Tú, tu cuerpo, tus ojos, tu mirada, el brillo que dilata tus pupilas. Tus labios, tus besos, tu lengua dibujando letras sobre mi piel desnuda.
Tus manos, tus caricias, el toque tibio de tus dedos a contrapiel.
Tu manera de mirarme, tu forma de sentirme. Tus palabras, tu voz, tu forma de decir mi nombre.
Tú, tu sexo, tus ganas, tu lujuria, la forma en que me desdibujas toda la ropa...

18/9/15

Musa fantasma



Un deleite es el saborearte entre cada verso escrito aún sabiendo que estás tan ausente. Tú, mi musa que no está más junto a mí, te escribo a ti y a nuestros corazones que aun laten juntos, a distancia, enredados entre las calles y las carreteras. Laten nostálgicos sobre la llanura de nuestros recuerdos y  la tristeza que se nos dispersa dentro, por las venas, recordandolo todo juntos y a la vez tan separados. Mi musa que me dejó vacía, escribiendo historias sobre la más dulce agonía donde me pregunto si a caso fue alguna vez mía.

14/9/15

Miedo



En distintas ocasiones, tú y yo hemos hablado de lo que es el miedo en sí mismo y nos hemos dicho el uno al otro que no es más que una simple limitante que nos impide acercarnos a lo que más queremos...
 Pero... Si te lo confieso, hoy tengo miedo. Sí, tengo miedo de que, algún día, en algún momento, mis palabras se tornen vacías a tus oídos, de que mis poemas ya no sean más que simples palabras bonitas, versos refinados sin ningún significado, que los sentimientos se conviertan en nada más que una vieja costumbre... Porque tengo miedo de que un día a mí te acostumbres, a mis poemas, a mis sentimientos, tanto que te olvides de su verdadero significado.
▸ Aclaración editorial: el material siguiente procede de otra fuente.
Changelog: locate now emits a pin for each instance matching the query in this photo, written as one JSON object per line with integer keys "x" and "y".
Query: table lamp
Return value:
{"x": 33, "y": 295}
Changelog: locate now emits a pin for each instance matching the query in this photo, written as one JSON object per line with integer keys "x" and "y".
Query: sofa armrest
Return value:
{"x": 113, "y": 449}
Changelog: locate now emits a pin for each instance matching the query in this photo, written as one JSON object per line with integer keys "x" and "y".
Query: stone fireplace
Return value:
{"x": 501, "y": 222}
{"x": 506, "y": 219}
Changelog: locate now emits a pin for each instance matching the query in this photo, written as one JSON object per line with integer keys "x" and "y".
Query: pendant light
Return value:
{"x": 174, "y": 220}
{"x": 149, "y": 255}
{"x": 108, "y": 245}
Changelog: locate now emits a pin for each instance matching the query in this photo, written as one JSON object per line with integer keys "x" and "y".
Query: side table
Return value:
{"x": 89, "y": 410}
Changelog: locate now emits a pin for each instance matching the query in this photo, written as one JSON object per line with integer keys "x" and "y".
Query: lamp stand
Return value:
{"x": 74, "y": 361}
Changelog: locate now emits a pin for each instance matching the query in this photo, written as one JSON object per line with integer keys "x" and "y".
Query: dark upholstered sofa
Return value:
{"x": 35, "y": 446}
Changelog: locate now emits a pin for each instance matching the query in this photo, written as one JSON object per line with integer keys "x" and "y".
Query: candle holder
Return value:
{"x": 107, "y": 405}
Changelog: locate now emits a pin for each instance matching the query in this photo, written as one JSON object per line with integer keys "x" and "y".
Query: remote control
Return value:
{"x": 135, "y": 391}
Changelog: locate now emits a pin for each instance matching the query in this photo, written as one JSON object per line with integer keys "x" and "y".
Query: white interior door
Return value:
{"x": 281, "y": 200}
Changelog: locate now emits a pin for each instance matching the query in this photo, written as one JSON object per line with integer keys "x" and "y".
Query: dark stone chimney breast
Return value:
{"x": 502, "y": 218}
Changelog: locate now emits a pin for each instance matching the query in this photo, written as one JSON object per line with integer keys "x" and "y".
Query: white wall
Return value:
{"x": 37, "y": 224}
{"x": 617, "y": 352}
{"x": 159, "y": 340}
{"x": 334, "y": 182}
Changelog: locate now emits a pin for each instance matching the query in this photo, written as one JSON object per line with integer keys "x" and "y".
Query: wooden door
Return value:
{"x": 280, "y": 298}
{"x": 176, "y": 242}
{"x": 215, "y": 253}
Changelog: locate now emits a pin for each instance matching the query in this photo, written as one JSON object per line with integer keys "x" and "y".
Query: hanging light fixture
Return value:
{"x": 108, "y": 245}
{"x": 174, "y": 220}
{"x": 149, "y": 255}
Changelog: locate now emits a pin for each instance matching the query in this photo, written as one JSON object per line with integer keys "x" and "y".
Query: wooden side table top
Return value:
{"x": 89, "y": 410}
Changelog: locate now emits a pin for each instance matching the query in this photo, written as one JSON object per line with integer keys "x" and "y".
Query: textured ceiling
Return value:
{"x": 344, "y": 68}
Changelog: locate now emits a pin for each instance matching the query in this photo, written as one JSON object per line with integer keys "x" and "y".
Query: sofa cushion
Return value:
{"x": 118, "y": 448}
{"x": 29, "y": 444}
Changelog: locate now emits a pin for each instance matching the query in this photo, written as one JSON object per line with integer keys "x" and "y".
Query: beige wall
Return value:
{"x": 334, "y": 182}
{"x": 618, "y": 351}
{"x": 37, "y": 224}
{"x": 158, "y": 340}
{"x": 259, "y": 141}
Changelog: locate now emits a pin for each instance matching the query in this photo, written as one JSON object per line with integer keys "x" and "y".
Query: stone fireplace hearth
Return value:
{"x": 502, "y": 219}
Y es que, lo que siento por ti, van mucho más allá de las palabras y es por eso que siempre me quedan tan cortas. Es por eso que temo, pero tanto temo  que algún día signifiquen apenas poco o ya nada para ti.



4/9/15

Tiempo pasado



Te llevo en la piel, en los lunares, en las marcas que me dejaste. Te llevo sobre los parpados, entre mis dedos. Te llevo dentro mío, en los pensamientos, en mis latidos. Te llevo en los recuerdos, en los ayeres, en lo que sigue siendo nuestro. Te llevo entre las comisuras, bajo las costillas, entre mis pechos. Te llevo también en las heridas, en el nudo que formas en mi garganta cuando te miro, en mis sueños, en mis noches de insomnio... Y hoy, no sabes lo duro que es creer tenerte sin siquiera hacerlo realmente.